さらに、この人はMENSA会員らしい。結局何が凄いのかは知らないが、私の知るところではあの梅の精たちの声優の人も会員なのだから、とにかく凄まじいのであろう。

このサイト発注するのにいくらかかったんだろうなという、立ち返ってみるとお金で何とかなるものに有限の時間を使いたがる学生時代の人間らしい疑問を頭のどこかに浮かべる。それでも、アーティストのジャケ写みたいな本人写真といい、私のサイトの数倍おしゃれなデザインといい、私はこのサイトに圧倒されていた。

けれども、私はそれと同時にこの人が過去に取り残されているように感じた。
仕事の成果として並べている記事は当然ながら数年前のもので、大学卒業後は起業したらしいがサイト上にはそれ以降の活動が見当たらない。
プロフィールに記載されている年も2019年だか2023年とかで、これらの年が昔であることはようやく実感に変わってきたところだ。
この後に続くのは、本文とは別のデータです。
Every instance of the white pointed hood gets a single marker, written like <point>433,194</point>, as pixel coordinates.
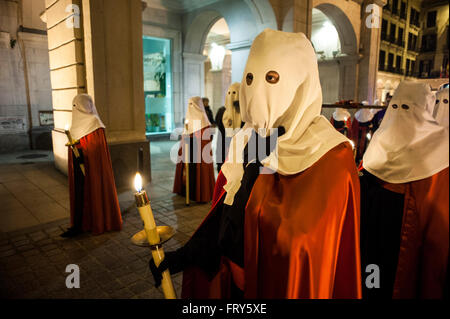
<point>85,118</point>
<point>409,144</point>
<point>232,116</point>
<point>440,112</point>
<point>281,87</point>
<point>341,114</point>
<point>364,115</point>
<point>196,118</point>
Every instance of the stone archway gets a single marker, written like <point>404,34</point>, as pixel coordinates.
<point>344,65</point>
<point>198,31</point>
<point>343,25</point>
<point>245,19</point>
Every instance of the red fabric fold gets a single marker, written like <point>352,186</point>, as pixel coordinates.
<point>101,210</point>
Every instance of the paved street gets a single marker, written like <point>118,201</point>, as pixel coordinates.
<point>34,211</point>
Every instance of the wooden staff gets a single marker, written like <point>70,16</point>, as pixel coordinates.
<point>153,237</point>
<point>75,151</point>
<point>186,164</point>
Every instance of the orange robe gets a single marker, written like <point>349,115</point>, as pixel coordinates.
<point>424,237</point>
<point>100,207</point>
<point>301,236</point>
<point>201,174</point>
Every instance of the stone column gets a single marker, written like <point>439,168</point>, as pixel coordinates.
<point>96,47</point>
<point>369,49</point>
<point>217,84</point>
<point>194,76</point>
<point>239,55</point>
<point>303,16</point>
<point>67,69</point>
<point>348,73</point>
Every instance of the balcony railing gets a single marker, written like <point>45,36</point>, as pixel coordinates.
<point>401,43</point>
<point>391,69</point>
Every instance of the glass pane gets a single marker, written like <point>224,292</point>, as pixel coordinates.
<point>158,85</point>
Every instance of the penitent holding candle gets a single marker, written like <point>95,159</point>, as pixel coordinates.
<point>145,210</point>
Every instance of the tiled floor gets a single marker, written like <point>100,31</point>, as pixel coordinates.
<point>34,212</point>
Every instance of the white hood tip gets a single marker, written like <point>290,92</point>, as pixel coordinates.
<point>85,118</point>
<point>196,118</point>
<point>409,144</point>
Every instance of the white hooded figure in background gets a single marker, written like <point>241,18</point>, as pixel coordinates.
<point>364,115</point>
<point>232,116</point>
<point>85,118</point>
<point>196,118</point>
<point>440,112</point>
<point>409,145</point>
<point>276,92</point>
<point>280,192</point>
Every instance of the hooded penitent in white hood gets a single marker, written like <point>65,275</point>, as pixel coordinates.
<point>232,116</point>
<point>85,118</point>
<point>341,114</point>
<point>409,144</point>
<point>440,112</point>
<point>281,87</point>
<point>196,117</point>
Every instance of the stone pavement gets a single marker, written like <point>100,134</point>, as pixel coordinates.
<point>33,258</point>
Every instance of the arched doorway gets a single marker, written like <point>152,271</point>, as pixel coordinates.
<point>334,38</point>
<point>245,20</point>
<point>217,64</point>
<point>327,45</point>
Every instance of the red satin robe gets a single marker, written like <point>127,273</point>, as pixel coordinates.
<point>101,210</point>
<point>301,236</point>
<point>343,127</point>
<point>424,247</point>
<point>202,183</point>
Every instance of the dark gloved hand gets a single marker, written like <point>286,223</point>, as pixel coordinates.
<point>172,261</point>
<point>157,271</point>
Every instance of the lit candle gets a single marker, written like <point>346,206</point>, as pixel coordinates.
<point>186,161</point>
<point>143,206</point>
<point>354,149</point>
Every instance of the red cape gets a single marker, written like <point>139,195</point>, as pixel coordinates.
<point>101,210</point>
<point>301,236</point>
<point>204,179</point>
<point>423,258</point>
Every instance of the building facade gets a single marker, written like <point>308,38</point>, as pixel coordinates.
<point>414,44</point>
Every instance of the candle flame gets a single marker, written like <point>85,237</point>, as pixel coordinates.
<point>138,182</point>
<point>353,144</point>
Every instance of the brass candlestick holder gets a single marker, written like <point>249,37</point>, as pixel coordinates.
<point>153,236</point>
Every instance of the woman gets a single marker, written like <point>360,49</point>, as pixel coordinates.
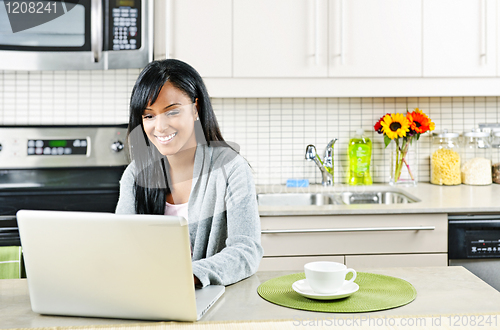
<point>181,165</point>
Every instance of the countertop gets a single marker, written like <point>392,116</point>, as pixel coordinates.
<point>441,292</point>
<point>432,199</point>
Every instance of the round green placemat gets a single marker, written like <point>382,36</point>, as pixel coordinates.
<point>376,292</point>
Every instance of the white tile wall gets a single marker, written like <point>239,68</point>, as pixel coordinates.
<point>272,132</point>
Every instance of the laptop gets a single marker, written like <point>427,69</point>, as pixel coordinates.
<point>111,266</point>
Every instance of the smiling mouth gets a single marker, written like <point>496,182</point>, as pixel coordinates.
<point>166,139</point>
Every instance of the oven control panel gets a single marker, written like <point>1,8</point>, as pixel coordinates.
<point>483,244</point>
<point>62,146</point>
<point>124,23</point>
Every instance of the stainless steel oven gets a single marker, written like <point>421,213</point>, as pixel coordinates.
<point>474,243</point>
<point>75,34</point>
<point>73,168</point>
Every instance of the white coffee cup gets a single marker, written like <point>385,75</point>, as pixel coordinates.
<point>327,276</point>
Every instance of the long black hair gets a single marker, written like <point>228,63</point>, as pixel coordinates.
<point>152,169</point>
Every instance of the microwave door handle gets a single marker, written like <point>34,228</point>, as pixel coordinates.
<point>96,28</point>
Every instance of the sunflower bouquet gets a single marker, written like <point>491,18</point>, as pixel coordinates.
<point>403,130</point>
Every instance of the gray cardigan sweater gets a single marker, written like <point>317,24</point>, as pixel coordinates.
<point>224,223</point>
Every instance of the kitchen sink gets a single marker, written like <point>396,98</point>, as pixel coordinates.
<point>302,199</point>
<point>334,198</point>
<point>375,197</point>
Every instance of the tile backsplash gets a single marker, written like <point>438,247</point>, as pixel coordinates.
<point>272,132</point>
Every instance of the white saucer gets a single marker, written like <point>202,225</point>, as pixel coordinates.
<point>303,288</point>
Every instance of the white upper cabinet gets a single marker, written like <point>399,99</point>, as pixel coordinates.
<point>460,38</point>
<point>375,38</point>
<point>200,33</point>
<point>280,38</point>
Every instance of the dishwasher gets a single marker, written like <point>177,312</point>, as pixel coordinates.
<point>474,243</point>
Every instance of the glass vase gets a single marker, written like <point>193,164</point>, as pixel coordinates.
<point>404,163</point>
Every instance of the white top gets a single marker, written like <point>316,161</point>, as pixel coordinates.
<point>177,209</point>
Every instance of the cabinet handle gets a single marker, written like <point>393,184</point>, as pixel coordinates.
<point>316,30</point>
<point>341,230</point>
<point>96,26</point>
<point>484,30</point>
<point>342,32</point>
<point>167,29</point>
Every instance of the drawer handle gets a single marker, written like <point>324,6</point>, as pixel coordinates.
<point>340,230</point>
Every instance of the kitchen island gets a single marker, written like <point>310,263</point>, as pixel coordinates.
<point>429,198</point>
<point>447,293</point>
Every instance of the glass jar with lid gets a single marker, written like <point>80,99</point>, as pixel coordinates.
<point>476,158</point>
<point>445,158</point>
<point>495,144</point>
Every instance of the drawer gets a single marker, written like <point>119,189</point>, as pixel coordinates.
<point>359,234</point>
<point>397,260</point>
<point>293,263</point>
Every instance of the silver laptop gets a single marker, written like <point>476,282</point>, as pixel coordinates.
<point>112,266</point>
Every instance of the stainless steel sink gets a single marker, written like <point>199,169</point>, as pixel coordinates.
<point>375,197</point>
<point>302,199</point>
<point>334,198</point>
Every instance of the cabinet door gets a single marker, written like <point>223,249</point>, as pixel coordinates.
<point>397,260</point>
<point>201,35</point>
<point>293,263</point>
<point>459,38</point>
<point>280,38</point>
<point>375,38</point>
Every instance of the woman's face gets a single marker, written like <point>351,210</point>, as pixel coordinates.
<point>169,122</point>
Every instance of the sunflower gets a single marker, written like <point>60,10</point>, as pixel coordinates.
<point>378,125</point>
<point>419,122</point>
<point>395,125</point>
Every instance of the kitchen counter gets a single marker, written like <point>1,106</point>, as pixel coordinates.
<point>432,199</point>
<point>441,292</point>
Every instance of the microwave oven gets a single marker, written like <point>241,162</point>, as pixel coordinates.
<point>75,34</point>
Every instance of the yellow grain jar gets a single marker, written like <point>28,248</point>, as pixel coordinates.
<point>445,159</point>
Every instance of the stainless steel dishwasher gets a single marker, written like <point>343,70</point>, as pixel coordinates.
<point>474,243</point>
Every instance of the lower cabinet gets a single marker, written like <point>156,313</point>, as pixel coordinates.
<point>359,241</point>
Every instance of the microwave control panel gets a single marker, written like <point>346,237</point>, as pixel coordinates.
<point>482,243</point>
<point>124,25</point>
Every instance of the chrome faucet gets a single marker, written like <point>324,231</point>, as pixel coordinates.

起業後もWebライターとして食い繋いでいたようで、あるWebメディアではおすすめ起業スクール10選みたいな記事を書いている。
それは、インターンでは各記事の末尾に入れることがあった程度のアフィリエイトそのものだった。
SNSの広告で見かけるAI副業の起業版でもあるのだろうか、見えない背中を見せてきていたあの人は、そんなものに騙されてしまったのだろうか。

Instagramは本人・起業した会社のいずれのアカウントも昨年の半ばを最後に止まっており、この人の今を知ることはできない。

そして、いつまでもひよっこだと思っていた私も、来月の大学卒業とともにインターンを終える。Webメディアにこの人の名前の記事が残っているように、私の記事も過去のものとして下へ下へと薄れていくだろう。

このポエムみたいなページも同じで、時計の針が進む以上、過去の一地点で語られた視点を未来の人が完全に理解することは難しい。
私自身、これは福岡の梅の精が復活してまだ半年だったころに書き散らした文章なんだなと、近い将来懐かしむに違いない。

これに対抗するには、やはりサイトを更新し続けるしかない。すなわちインターネットの海での活動を続け、その報告を残し続けるということだ。

でも、昔の痕跡を見ることができるのに、直近まで活動していることが分かる人のサイトが一番キモいんだよな。